In recent years it has become fashionable for business leaders to visit Silicon Valley, to meet and learn from the digital giants who have helped reshape entire industries — but this could be an exercise in futility.
“Save your money,” says Peter Sondergaard, executive vice president of research at Gartner. “Change doesn’t happen by going to Silicon Valley, although it can certainly provide inspiration. Digital transformation requires a series of fundamental changes in your organisation.”
“Will your leadership team stand up and manage through a period in which they will be constantly questioned? As leaders, you need to see your organisation through to the other side, to what Gartner calls the ‘plateau of productivity’,” he says.
Speaking to an audience of board directors in Sydney, Australia, Sondergaard said that the concept of digital business would enter the “trough of disillusionment” within 12 to 18 months, as large parts of organisations become frustrated with the speed of change and rebel.
According to the 2017 Gartner CEO survey, 42% of enterprises plan to use digital technology to optimise the current business, not for transformation.
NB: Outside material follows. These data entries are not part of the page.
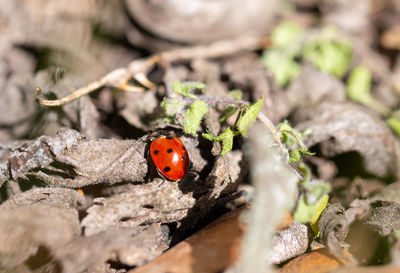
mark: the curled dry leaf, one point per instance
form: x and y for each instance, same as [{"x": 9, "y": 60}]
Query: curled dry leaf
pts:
[
  {"x": 344, "y": 127},
  {"x": 130, "y": 246},
  {"x": 75, "y": 161},
  {"x": 334, "y": 227},
  {"x": 24, "y": 229},
  {"x": 139, "y": 114},
  {"x": 317, "y": 261},
  {"x": 276, "y": 191},
  {"x": 384, "y": 217},
  {"x": 51, "y": 197},
  {"x": 165, "y": 202},
  {"x": 290, "y": 243}
]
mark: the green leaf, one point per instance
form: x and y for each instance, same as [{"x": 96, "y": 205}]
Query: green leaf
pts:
[
  {"x": 310, "y": 213},
  {"x": 282, "y": 65},
  {"x": 359, "y": 85},
  {"x": 226, "y": 137},
  {"x": 249, "y": 116},
  {"x": 394, "y": 124},
  {"x": 228, "y": 113},
  {"x": 295, "y": 156},
  {"x": 193, "y": 116},
  {"x": 171, "y": 107},
  {"x": 328, "y": 52},
  {"x": 285, "y": 34},
  {"x": 237, "y": 95},
  {"x": 319, "y": 208},
  {"x": 184, "y": 88}
]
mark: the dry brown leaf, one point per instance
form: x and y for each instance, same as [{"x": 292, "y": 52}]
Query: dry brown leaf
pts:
[
  {"x": 343, "y": 127},
  {"x": 290, "y": 242},
  {"x": 211, "y": 249},
  {"x": 71, "y": 160},
  {"x": 51, "y": 197},
  {"x": 370, "y": 269},
  {"x": 130, "y": 246},
  {"x": 173, "y": 23},
  {"x": 317, "y": 261},
  {"x": 384, "y": 217},
  {"x": 390, "y": 38},
  {"x": 164, "y": 203},
  {"x": 334, "y": 227},
  {"x": 24, "y": 229}
]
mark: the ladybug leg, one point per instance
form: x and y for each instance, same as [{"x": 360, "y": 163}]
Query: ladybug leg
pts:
[{"x": 143, "y": 80}]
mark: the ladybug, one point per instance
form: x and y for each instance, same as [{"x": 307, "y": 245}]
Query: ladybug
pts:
[{"x": 170, "y": 157}]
Seventeen percent have no ambition for digital business at all.
Digital transformation is about making technology the core of your business, not the back office IT that runs your business today.
Most organisations, Sondergaard says, have very large digital projects underway, but have not changed the way the organisation behaves. They have not put digital at the core of their business.
He highlights a set of five fundamental changes that board directors need to make:
* Change the metrics. Gartner’s 2017 CEO survey found that more than half of CEOs have no metric for digital business transformation. How will you measure progress?
* Change how performance management is done. Today’s employees expect ongoing feedback and coaching. Old-style annual performance review cycles will result in the organisation losing agility as well as the talent it wants to retain.
* Change governance and decision making. Some governance processes are necessary due to the regulatory environment. However, every large organisation says it holds them back. Directors should ask if the current decision making processes will stack up in five years.
* Change your approach to security. Don’t treat security as a technology problem, but as a business problem. Set metrics that are leading indicators rather than “after the fact” once an incident has occurred. Adopt a continuous, adaptive risk and trust assessment approach for making decisions.
* Change financial management for projects. The business world is no longer defined by large scale multi-year projects with an end date. More flexible, performance based budget processes are needed for technology-based change.
Finally, directors and senior executives need to change the leadership mindset of the organisation. Digital is about leadership, culture and talent, says Sondergaard. How will you execute leadership transition at board and executive level?